With transportation accounting for about 40 percent of the Golden State's greenhouse-gas emissions, the utilities are each making a case that the large sums are warranted. For Pacific Gas and Electric Co. (PG&E), that means a request to the California Public Utilities Commission (CPUC) for $253 million over five years. Meanwhile, San Diego Gas & Electric is seeking $246 million.
The overall goal is to facilitate the addition of tens of thousands of plug-in vehicle chargers at homes and businesses across the state, while further spurring the adoption of electric vehicles, particularly as a replacement to gas- or diesel-powered delivery trucks or buses. As it is, California accounts for almost 12,000 of the approximately 40,000 publicly accessible plug-in charging outlets in the country, according to the US Department of Energy. Take a look at PG&E's press release here, check out Southern California Edison's release here, and see the SDG&E press release here.

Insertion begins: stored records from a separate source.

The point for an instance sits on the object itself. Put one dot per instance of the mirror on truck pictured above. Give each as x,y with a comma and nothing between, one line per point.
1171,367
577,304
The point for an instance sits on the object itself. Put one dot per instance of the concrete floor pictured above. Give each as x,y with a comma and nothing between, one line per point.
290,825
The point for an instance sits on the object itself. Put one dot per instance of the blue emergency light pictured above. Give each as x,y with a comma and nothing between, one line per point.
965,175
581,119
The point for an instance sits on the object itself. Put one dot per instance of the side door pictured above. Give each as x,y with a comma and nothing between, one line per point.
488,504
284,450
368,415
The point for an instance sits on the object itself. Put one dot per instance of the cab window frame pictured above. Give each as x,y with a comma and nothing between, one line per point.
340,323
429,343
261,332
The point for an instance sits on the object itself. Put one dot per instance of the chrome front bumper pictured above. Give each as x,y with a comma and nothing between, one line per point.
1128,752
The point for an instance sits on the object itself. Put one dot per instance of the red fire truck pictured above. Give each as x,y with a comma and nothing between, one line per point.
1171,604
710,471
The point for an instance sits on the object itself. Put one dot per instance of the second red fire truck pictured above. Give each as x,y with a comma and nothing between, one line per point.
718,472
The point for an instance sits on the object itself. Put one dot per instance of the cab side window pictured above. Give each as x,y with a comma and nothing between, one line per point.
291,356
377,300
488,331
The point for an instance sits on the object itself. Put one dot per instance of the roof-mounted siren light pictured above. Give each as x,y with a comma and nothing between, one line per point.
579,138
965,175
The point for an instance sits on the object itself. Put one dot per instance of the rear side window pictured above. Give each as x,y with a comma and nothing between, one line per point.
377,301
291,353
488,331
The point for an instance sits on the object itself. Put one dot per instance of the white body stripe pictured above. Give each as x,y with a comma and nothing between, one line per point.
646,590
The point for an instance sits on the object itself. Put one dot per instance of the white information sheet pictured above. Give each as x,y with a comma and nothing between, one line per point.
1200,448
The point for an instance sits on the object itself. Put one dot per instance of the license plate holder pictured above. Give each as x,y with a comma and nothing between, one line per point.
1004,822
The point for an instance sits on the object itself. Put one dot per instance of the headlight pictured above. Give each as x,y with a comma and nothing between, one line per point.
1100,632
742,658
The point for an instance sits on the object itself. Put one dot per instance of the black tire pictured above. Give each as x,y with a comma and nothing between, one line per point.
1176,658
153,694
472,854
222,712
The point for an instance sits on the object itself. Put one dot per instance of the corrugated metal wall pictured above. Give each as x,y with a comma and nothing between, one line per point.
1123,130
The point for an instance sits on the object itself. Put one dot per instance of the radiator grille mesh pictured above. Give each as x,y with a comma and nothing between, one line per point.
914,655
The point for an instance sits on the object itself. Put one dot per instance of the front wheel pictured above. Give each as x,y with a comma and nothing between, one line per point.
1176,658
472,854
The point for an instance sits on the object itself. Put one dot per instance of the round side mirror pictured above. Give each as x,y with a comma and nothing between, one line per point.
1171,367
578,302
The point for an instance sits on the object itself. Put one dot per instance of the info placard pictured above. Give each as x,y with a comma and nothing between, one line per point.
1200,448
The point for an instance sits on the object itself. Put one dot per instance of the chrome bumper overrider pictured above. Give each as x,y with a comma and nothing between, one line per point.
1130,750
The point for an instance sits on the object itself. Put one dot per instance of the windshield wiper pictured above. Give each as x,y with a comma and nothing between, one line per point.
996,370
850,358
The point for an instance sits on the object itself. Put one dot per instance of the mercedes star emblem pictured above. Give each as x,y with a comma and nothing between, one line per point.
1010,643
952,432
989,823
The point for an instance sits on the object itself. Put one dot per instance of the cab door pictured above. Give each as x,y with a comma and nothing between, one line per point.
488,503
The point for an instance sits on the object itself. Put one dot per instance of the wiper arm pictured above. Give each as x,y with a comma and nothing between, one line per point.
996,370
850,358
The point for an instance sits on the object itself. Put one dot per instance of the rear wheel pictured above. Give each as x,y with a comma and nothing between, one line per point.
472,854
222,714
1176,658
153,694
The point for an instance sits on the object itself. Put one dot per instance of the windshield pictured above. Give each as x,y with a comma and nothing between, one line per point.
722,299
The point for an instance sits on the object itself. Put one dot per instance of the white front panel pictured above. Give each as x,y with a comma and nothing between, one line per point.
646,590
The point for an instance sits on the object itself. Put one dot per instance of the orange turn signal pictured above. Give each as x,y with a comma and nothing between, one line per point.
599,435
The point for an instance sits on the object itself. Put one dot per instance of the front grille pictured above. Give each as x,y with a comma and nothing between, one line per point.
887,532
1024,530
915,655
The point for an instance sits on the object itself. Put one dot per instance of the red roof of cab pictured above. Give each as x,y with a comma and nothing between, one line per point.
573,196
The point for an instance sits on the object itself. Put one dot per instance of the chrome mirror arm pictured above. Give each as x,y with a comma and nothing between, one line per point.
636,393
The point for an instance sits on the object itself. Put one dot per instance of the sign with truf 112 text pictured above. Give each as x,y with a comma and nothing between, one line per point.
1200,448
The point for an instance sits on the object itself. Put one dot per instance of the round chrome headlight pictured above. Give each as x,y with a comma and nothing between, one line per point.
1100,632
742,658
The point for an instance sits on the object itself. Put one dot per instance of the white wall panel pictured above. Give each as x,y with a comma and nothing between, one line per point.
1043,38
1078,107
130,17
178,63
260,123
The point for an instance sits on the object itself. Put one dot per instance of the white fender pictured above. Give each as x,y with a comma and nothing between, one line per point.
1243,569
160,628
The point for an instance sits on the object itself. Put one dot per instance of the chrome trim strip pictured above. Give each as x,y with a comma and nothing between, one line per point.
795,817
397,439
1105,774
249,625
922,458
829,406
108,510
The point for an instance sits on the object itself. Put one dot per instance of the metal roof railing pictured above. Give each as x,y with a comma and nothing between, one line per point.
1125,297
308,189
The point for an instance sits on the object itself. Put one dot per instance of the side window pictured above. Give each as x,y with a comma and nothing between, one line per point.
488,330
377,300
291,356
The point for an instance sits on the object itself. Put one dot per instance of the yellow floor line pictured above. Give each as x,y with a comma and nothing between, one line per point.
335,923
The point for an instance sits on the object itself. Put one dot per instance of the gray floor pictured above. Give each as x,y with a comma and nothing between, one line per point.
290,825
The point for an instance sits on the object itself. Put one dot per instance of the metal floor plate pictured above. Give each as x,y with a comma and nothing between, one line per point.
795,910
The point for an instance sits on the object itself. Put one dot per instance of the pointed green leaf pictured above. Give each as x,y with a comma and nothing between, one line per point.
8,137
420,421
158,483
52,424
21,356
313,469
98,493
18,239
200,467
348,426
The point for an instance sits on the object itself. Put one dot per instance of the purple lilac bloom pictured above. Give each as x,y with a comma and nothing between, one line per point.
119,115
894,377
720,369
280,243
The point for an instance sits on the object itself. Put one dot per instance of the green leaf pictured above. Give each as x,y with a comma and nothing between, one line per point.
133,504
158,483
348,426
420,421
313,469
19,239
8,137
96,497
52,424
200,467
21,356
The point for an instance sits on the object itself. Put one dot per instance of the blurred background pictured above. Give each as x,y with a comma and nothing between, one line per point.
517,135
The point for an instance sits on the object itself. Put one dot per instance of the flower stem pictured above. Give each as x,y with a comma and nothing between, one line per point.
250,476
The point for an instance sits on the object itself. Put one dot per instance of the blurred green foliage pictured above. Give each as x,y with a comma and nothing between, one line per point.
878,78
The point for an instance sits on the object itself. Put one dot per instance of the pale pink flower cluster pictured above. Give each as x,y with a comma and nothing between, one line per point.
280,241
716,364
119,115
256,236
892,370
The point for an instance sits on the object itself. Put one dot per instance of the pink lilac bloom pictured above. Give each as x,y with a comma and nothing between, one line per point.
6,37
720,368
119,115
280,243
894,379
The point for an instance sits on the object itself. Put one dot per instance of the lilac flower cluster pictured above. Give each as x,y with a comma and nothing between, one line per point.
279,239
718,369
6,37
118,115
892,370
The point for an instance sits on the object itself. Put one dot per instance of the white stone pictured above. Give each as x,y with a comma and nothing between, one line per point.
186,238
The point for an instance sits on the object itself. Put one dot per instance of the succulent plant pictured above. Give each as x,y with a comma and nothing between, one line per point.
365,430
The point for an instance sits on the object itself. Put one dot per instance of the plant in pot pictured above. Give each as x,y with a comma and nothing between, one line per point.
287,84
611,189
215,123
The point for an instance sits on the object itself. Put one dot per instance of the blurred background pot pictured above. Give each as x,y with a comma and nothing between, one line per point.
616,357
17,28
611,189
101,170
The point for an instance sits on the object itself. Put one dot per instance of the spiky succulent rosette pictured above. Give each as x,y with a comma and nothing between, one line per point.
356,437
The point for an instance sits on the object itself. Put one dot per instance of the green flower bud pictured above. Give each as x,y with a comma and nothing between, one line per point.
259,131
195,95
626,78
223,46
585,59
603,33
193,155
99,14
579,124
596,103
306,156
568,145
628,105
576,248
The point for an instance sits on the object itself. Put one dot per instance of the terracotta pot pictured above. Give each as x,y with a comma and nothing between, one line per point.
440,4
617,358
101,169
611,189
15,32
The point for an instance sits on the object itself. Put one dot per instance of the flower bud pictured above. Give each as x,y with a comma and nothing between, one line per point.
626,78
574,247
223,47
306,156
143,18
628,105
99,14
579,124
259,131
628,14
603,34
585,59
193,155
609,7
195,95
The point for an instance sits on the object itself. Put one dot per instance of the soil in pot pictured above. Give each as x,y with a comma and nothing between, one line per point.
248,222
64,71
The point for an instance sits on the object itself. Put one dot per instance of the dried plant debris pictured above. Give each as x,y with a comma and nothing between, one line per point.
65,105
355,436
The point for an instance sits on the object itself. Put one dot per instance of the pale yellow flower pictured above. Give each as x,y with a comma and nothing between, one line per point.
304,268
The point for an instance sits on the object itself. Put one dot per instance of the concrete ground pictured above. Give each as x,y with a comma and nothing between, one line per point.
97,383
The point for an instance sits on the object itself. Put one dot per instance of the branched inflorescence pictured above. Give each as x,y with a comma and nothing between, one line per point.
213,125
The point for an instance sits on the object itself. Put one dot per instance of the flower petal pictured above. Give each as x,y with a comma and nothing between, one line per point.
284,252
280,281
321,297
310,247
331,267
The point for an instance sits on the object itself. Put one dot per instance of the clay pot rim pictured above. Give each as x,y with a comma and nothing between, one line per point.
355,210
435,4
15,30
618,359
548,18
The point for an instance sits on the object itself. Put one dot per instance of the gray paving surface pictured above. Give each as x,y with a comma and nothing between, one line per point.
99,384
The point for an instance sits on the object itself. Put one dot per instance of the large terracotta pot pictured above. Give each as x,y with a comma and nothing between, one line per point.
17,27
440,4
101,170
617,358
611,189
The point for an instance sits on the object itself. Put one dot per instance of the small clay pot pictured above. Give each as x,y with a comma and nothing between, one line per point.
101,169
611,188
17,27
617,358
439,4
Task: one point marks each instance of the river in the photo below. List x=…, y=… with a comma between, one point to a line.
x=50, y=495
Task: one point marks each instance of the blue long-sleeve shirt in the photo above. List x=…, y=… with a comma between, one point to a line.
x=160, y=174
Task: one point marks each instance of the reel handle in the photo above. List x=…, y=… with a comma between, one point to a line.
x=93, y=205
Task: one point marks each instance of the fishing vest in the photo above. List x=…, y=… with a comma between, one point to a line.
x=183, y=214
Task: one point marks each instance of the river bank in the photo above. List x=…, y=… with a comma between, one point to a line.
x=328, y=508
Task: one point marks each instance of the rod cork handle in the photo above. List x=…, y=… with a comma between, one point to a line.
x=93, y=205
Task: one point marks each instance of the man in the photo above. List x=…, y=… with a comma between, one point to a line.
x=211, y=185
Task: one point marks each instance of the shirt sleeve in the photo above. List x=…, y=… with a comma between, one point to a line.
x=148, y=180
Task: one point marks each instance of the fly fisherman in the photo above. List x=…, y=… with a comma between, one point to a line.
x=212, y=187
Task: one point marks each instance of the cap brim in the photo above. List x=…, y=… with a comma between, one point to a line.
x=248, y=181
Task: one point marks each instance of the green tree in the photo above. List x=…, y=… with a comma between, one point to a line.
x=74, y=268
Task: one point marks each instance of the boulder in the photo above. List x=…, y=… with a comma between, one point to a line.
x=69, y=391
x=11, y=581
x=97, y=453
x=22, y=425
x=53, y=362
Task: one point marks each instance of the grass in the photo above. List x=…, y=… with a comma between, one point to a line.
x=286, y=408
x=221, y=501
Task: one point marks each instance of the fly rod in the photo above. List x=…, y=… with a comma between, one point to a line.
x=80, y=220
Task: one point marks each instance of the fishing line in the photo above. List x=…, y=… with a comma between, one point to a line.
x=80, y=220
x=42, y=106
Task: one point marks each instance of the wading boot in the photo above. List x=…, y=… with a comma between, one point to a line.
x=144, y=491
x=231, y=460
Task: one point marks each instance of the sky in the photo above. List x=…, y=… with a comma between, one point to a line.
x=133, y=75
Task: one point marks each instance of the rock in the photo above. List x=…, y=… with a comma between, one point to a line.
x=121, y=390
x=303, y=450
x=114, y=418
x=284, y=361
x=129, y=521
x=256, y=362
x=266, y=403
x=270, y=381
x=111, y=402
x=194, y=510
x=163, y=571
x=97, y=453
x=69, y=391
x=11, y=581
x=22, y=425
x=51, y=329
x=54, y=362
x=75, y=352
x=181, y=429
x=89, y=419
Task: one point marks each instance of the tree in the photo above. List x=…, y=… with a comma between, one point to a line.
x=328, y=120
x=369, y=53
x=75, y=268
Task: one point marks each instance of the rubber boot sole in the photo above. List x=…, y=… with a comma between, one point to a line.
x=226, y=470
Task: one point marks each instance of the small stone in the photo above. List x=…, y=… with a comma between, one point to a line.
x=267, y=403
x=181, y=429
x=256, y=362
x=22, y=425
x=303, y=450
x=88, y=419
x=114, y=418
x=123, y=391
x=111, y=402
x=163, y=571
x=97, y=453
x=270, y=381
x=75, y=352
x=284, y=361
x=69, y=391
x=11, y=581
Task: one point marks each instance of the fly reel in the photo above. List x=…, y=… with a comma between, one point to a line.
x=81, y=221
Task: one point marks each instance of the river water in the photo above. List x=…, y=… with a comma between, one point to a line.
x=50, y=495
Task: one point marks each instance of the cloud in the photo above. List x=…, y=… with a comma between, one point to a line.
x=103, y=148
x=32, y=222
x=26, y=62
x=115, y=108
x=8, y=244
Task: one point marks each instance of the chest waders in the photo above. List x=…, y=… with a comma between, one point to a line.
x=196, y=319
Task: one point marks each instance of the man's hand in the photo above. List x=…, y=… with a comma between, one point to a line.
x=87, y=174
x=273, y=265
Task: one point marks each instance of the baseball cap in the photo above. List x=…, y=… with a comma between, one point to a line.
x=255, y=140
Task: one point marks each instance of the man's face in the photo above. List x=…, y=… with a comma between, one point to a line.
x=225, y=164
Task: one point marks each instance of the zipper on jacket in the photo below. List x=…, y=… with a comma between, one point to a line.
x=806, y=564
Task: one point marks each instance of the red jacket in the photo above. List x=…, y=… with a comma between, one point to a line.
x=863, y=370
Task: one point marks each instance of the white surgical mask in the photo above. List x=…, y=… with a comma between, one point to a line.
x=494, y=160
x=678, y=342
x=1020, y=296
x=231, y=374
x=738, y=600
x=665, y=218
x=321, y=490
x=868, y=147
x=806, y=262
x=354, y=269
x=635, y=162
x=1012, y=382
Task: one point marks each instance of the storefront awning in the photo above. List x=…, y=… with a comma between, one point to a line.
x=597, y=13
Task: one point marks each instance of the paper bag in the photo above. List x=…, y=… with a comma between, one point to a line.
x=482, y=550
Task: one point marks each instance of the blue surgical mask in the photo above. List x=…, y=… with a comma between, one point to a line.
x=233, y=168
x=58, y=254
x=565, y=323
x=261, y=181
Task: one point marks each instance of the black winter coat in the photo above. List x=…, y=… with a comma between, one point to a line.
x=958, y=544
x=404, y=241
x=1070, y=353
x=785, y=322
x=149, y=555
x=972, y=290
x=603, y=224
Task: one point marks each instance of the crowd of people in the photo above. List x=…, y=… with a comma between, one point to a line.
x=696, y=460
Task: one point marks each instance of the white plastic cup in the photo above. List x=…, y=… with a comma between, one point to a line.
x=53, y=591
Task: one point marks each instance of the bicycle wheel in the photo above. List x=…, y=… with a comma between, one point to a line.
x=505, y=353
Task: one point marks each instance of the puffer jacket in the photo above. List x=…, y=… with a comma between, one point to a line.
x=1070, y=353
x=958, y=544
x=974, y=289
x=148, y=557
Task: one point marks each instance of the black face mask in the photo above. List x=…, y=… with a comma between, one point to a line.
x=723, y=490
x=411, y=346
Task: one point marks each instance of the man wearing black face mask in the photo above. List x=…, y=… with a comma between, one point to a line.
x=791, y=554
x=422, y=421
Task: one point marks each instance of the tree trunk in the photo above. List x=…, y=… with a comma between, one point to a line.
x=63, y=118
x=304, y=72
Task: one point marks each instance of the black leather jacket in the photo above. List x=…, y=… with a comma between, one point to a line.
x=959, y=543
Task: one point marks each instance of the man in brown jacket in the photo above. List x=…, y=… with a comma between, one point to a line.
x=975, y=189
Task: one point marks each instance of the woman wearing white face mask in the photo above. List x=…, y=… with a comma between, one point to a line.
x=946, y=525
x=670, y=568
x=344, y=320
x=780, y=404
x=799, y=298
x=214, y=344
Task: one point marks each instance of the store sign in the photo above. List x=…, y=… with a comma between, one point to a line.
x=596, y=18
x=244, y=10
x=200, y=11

While the US Environmental Protection Agency maintained that automakers should be able to meet the 2025 fuel-economy goals that were early during the Obama Administration, President Donald Trump has hinted that he may modify those numbers. Regardless, the California government has indicated that it will operate by a set of green-transportation standards that will continue to exceed the EPA's, making it one of many areas in which state officials say they may buck the federal government's regulations.